Counter-protesters drown out KKK rally protesting removal of Confederate statue
A Ku Klux Klan chapter convening at a rally in Charlottesville, Virginia, on Saturday afternoon not only overestimated member turnout, it seems to have underestimated potential for a counter-protest.
According to CNN, approximately 50 Loyal White Knights — some robed — showed up to challenge the removal of a monument to Confederate Gen. Robert E. Lee from Emancipation Park, formerly Lee Park. They were met with hundreds of demonstrators determined to drown them out.
“I teach about slavery and African-American history, and it’s important to face the Klan and to face the demons of our collective history and our original sin of slavery,” Jalane Schmidt, a professor at the University of Virginia and a leading voice behind the statue’s removal, told the Washington Post. “We do it on behalf of our ancestors who were terrorized by them.”

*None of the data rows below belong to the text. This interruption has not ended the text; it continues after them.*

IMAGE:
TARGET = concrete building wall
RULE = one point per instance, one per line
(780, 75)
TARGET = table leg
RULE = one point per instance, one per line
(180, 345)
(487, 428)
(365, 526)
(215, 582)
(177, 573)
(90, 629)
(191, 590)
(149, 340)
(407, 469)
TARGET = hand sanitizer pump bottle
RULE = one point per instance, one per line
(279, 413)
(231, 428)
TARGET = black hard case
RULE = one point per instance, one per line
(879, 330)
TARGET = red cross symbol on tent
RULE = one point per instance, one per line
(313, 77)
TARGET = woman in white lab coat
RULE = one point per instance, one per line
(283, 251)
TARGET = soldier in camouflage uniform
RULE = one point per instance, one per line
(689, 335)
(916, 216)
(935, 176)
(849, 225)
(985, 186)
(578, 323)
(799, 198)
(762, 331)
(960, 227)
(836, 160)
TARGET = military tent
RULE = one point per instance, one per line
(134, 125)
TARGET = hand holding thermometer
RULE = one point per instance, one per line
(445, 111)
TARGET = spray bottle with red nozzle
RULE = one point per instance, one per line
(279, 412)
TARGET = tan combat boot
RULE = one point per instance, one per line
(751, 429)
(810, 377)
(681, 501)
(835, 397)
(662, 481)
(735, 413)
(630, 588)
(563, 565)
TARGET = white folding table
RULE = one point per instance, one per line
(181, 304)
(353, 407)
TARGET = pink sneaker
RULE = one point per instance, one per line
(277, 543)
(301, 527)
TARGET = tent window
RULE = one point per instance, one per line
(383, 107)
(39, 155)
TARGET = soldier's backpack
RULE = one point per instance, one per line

According to the Post, counter-protesters may have numbered as many as 1,000. Law enforcement ushered Klan members through the counter-protest to their pre-arranged rally spot in Justice Park, another Charlottesville green space that previously paid tribute to a confederate Gen. Stonewall Jackson.
The Loyal White Knights reportedly shouted about “white power” for around 40 minutes before police ferried them back to their cars, which is when tensions began to boil over. According to CNN, officers deployed tear gas against the crowd after declaring counter-protesters — who apparently attempted to keep Klan members from leaving — an “unlawful assembly.” CNN reported that police made 23 arrests, but could not say whether or not those were Klan members, counter-protesters or both.
Ahead of the rally, Loyal White Knight chapter members forecasted a much larger turnout: The Post reported that the North Carolina-based group expected 80 to 100 participants to show up, most of them armed. Virginia is an open-carry state.
“The liberals are taking away our heritage,” Klan member James Moore told the Post, explaining the chapter’s decision to protest. “By taking these monuments away, that’s what they’re working on. They’re trying to erase the white culture right out of the history books.”
Charlottesville’s city council voted to remove and sell the Lee statue in April, the conclusion of a yearlong debate over its fate. According to the Post, a court-issued injunction has stayed the monument’s removal pending a November hearing.
Going into the KKK rally, police and city officials urged people “not to take this totally discredited fringe organization’s putrid bait at all” and stay home, as Mayor Michael Signer put it to the Post, but obviously, many disregarded that plea.
“It is important for me to be here because the Klan was ignored in the 1920s, and they metastasized,” Schmidt explained. “They need to know that their ideology is not acceptable.”